The bullshit detector we’ve worked so hard at developing is not a source of facts. It’s a warning system. And, just like the test for our hypothetical disease, it can throw false positives. Sometimes the buildings that look the most unstable in our city of ideas are in fact the most incredible marvels of architecture and engineering. But, if we’re diligent, we can become skilled at recognizing the patterns that make false positives more likely. We can learn about Bayes’ theorem and the base rate fallacy. We can learn about survivorship bias. We can learn about regression to the mean. And each time we internalize one of these concepts, our bullshit detector will level up.
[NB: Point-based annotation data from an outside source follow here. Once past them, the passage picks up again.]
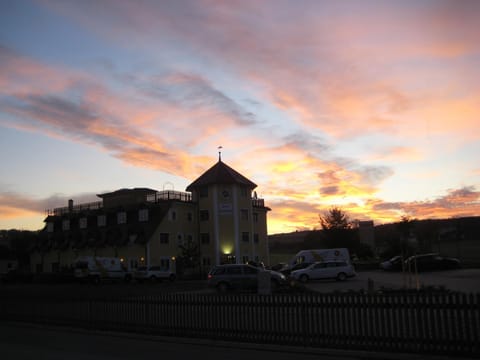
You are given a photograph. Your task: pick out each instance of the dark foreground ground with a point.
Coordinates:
(25, 342)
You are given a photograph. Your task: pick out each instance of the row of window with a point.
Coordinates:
(204, 238)
(143, 216)
(204, 215)
(203, 192)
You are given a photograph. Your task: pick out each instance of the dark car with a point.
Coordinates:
(240, 277)
(434, 261)
(393, 264)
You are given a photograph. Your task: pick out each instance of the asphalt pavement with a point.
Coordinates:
(19, 341)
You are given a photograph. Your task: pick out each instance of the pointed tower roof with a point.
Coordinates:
(221, 173)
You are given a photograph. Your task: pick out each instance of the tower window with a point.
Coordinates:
(203, 215)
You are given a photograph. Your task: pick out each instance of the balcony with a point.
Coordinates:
(75, 208)
(170, 195)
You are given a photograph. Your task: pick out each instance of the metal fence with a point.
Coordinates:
(447, 324)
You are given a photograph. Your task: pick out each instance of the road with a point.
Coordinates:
(26, 342)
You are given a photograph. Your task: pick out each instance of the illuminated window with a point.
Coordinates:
(65, 225)
(205, 238)
(203, 192)
(143, 215)
(82, 223)
(164, 238)
(121, 217)
(203, 215)
(101, 220)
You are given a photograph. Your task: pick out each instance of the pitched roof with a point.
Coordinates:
(221, 173)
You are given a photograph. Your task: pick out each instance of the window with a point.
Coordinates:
(121, 217)
(82, 223)
(164, 238)
(65, 225)
(206, 262)
(143, 215)
(203, 192)
(234, 270)
(205, 238)
(165, 263)
(243, 192)
(250, 270)
(203, 215)
(101, 220)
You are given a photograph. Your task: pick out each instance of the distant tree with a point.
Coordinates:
(337, 229)
(335, 219)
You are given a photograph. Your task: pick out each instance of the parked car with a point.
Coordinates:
(339, 270)
(433, 261)
(393, 264)
(288, 270)
(153, 273)
(240, 277)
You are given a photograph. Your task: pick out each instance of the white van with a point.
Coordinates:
(315, 255)
(95, 269)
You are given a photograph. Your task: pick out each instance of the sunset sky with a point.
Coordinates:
(372, 106)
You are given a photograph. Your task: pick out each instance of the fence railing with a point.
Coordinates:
(435, 324)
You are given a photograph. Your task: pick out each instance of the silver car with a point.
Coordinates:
(339, 270)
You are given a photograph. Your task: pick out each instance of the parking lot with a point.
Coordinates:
(462, 280)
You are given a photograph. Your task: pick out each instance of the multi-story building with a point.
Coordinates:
(216, 218)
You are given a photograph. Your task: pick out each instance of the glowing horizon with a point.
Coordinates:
(373, 107)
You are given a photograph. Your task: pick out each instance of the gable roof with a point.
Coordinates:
(221, 173)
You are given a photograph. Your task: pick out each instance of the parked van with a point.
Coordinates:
(96, 269)
(315, 255)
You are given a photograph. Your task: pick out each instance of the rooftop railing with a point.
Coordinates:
(75, 208)
(170, 195)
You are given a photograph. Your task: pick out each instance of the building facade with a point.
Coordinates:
(216, 218)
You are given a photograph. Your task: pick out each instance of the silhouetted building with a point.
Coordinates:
(217, 216)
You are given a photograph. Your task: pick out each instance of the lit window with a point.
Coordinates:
(205, 238)
(203, 191)
(203, 215)
(82, 223)
(101, 220)
(164, 238)
(65, 225)
(143, 215)
(121, 217)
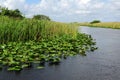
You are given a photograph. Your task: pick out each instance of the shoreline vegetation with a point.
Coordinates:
(27, 41)
(113, 25)
(38, 40)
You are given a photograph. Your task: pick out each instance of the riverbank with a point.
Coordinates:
(26, 41)
(113, 25)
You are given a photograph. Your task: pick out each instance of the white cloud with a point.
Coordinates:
(68, 10)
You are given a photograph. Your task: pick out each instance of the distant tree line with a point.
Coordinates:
(17, 14)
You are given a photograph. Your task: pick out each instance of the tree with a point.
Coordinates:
(41, 17)
(95, 21)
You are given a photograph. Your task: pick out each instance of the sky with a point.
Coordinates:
(68, 10)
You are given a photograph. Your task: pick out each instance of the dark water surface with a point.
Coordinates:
(103, 64)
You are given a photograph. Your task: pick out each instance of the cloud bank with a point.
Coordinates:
(68, 10)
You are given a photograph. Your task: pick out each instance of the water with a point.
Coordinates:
(103, 64)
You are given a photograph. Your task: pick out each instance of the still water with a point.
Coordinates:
(103, 64)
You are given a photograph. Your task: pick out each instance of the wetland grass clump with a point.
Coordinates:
(28, 41)
(114, 25)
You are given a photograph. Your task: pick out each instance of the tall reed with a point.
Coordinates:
(29, 29)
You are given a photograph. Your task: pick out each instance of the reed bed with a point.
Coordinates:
(27, 41)
(29, 29)
(114, 25)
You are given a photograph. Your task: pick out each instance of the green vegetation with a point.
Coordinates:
(11, 13)
(41, 17)
(114, 25)
(95, 21)
(27, 41)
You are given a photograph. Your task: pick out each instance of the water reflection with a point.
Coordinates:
(103, 64)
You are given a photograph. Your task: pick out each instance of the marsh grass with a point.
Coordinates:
(28, 40)
(30, 29)
(114, 25)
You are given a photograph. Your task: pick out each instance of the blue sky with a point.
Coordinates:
(68, 10)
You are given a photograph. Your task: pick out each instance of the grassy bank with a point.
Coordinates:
(114, 25)
(28, 41)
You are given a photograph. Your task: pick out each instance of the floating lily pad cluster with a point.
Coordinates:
(19, 55)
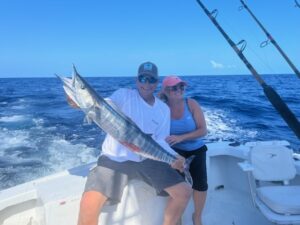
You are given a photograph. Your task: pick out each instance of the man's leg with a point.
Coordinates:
(179, 197)
(90, 207)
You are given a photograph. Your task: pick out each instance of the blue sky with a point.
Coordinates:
(111, 38)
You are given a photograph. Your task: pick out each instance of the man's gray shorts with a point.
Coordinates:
(110, 177)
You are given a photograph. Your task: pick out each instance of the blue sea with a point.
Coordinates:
(40, 134)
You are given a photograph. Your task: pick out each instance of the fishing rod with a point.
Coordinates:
(271, 39)
(270, 93)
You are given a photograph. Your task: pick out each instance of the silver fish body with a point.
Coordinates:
(114, 122)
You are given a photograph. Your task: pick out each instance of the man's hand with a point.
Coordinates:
(179, 163)
(71, 102)
(174, 139)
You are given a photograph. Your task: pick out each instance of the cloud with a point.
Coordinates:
(216, 65)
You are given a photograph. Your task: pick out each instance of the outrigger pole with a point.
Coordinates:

But when that alarm goes off, no matter how fine-tuned our instincts have become, we still need to do the work. Our intuition is an excellent scout, but a terrible general. It can tell us when it’s time to arm up with the weapons of critical thought, but it can’t win the battle for us.

[1] Placebo treatments have been shown to be quite effective for controlling cancer-related nausea and pain, and some studies have even shown a small degree of tumour shrinkage, although that may be regression to the mean.

[2] This is called the “nocebo effect.”

[3] This isn’t even really that rare in the greater scheme of rare diseases.

[4] Medical tests frequently have different accuracy rates when it comes to false positives (specificity) and false negatives (sensitivity).

[5] The base rate fallacy occurs when you fail to consider how rare a phenomenon is known to be when you analyze evidence suggesting that phenomenon. Bayes’ theorem is the statistical rule that provides the correct framework for avoiding this fallacy.

[6] For another striking example of a mathematical pitfall that commonly triggers the bullshit detector, take a look at Simpson’s Paradox, in which something that is true of every individual subset of a population can be demonstrably false when considering the population as a whole.

[7] This last example is actually a case of people learning to correctly adjust for the base rate, but fail to adjust for the relative consequences of being wrong.